La economía de guerra y los plásticos de crédito

Ciertas alternativas para librarse de las deudas con las tarjetas de crédito parten de diseñar un plan de cuotas para el pago del saldo. Una opción para ello son los préstamos bancarios, pero si bien es una solución factible, no es la más aconsejable ya que asumir una deuda para pagar otra tiene también sus desventajas. Por lo anterior, lo mejor es asumir una economía de guerra, es decir, prácticas financieras encaminadas a la reducción de la deuda.

El objetivo prioritario es saldar el adeudo pendiente. Para conseguir lo anterior habrá que ajustar al máximo el presupuesto personal o familiar. De modo que si ya se asumió el compromiso de cubrir una mensualidad, lo más aconsejable es que sea cubierta en tiempo y forma. Es así como la tarjeta se paga y no se comete algún incumplimiento que derive en multas que lastimen aún más nuestro bolsillo.

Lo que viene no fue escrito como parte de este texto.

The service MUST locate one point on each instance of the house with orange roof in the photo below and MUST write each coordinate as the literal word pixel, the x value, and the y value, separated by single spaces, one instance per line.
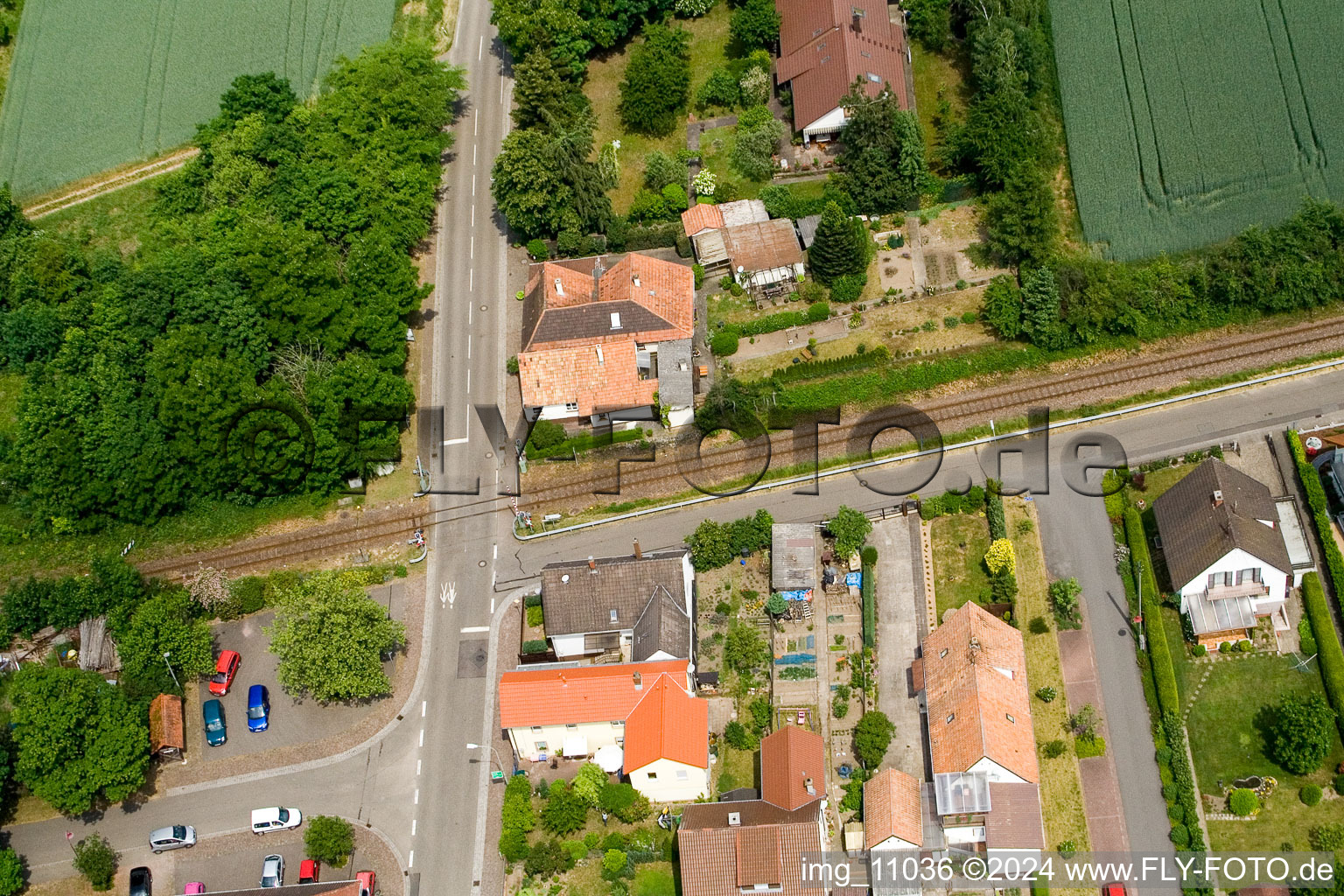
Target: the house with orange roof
pixel 757 845
pixel 985 774
pixel 608 339
pixel 646 710
pixel 828 46
pixel 667 745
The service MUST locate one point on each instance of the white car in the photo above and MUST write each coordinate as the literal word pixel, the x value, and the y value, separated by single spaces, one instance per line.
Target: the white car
pixel 276 818
pixel 273 871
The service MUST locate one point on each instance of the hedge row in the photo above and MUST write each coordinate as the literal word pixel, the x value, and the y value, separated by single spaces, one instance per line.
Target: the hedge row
pixel 1158 652
pixel 1320 514
pixel 831 366
pixel 1326 644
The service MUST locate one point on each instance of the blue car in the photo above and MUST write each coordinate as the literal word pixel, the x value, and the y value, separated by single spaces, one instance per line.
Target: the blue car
pixel 258 708
pixel 214 717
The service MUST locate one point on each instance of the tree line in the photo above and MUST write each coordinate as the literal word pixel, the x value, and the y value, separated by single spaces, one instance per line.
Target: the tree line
pixel 265 306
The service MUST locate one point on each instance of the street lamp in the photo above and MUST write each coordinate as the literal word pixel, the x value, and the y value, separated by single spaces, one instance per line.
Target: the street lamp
pixel 491 747
pixel 176 684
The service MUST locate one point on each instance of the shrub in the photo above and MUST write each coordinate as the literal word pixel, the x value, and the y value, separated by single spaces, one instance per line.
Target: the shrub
pixel 724 343
pixel 330 840
pixel 1243 802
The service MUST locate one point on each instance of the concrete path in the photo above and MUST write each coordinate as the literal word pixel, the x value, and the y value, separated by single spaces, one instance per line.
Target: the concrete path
pixel 900 625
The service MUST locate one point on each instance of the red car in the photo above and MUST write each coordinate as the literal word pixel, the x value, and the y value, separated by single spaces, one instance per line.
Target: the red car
pixel 225 672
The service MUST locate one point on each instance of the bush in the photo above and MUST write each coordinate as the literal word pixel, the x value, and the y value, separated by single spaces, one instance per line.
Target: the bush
pixel 1243 802
pixel 330 840
pixel 724 343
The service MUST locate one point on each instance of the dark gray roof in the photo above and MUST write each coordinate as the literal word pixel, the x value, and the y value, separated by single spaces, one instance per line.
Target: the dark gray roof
pixel 794 556
pixel 663 625
pixel 1196 534
pixel 579 601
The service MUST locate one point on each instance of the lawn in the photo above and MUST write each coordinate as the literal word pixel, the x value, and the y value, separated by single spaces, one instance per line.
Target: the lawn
pixel 709 38
pixel 1060 785
pixel 1228 743
pixel 98 85
pixel 115 220
pixel 958 559
pixel 933 73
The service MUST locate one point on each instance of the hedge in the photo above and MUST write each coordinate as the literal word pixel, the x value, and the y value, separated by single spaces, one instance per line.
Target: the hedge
pixel 1158 652
pixel 1326 644
pixel 830 366
pixel 870 605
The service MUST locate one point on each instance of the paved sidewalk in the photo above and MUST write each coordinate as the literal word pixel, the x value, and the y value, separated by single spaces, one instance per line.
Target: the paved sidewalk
pixel 900 625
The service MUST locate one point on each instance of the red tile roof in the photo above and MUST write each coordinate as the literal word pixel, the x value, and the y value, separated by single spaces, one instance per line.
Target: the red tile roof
pixel 579 695
pixel 892 808
pixel 667 724
pixel 822 54
pixel 702 216
pixel 789 758
pixel 977 695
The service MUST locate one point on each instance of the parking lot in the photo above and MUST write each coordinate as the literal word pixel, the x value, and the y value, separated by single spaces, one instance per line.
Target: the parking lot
pixel 293 720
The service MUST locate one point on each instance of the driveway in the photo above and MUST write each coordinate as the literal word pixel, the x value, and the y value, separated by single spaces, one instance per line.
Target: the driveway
pixel 293 720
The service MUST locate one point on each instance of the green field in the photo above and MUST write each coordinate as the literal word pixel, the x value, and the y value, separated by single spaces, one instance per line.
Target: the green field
pixel 1191 121
pixel 97 85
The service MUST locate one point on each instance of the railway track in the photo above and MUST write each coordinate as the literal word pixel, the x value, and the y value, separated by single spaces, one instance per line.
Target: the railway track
pixel 388 527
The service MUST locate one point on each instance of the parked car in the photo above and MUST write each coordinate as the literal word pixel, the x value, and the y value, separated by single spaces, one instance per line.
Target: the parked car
pixel 258 708
pixel 214 715
pixel 273 871
pixel 175 837
pixel 225 670
pixel 276 818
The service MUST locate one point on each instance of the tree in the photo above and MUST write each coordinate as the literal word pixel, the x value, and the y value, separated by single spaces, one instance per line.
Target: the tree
pixel 564 812
pixel 885 165
pixel 744 650
pixel 14 872
pixel 851 528
pixel 754 23
pixel 77 738
pixel 162 625
pixel 330 637
pixel 872 738
pixel 330 840
pixel 836 250
pixel 589 782
pixel 1022 223
pixel 1301 732
pixel 657 80
pixel 95 860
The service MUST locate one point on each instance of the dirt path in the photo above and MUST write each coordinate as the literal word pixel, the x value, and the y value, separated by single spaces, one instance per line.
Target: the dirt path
pixel 108 183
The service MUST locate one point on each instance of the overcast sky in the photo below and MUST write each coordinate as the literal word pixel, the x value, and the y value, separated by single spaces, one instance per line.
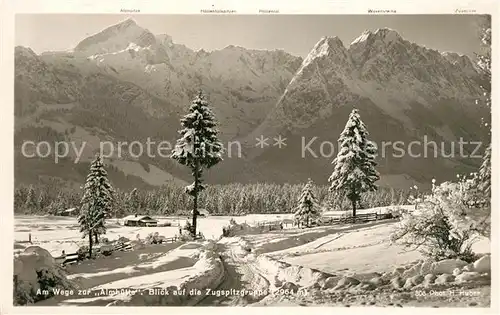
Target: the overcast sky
pixel 294 34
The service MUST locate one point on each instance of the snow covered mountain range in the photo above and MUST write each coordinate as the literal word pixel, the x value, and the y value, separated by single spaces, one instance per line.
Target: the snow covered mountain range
pixel 126 84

Es comprensible que las personas caigan en una situación de endeudamiento con tarjeta de crédito. Sin embargo caer en esa equivocación reiteradamente solo puede conducirnos a una circunstancia muy comprometida para las finanzas personales. De modo que a final de cuentas lo más aconsejable es darle prioridad a las compras y no acumular sin sentido plásticos de crédito.

Lo mejor es no aceptar muchos plásticos crediticios. En ciertas circunstancias menos a veces es más. Contar con muchas tarjetas solo incrementará los costos mensuales de mantenimiento y hará más difícil cumplir con los pagos de las deudas asumidas. Dos tarjetas de crédito son más que suficientes.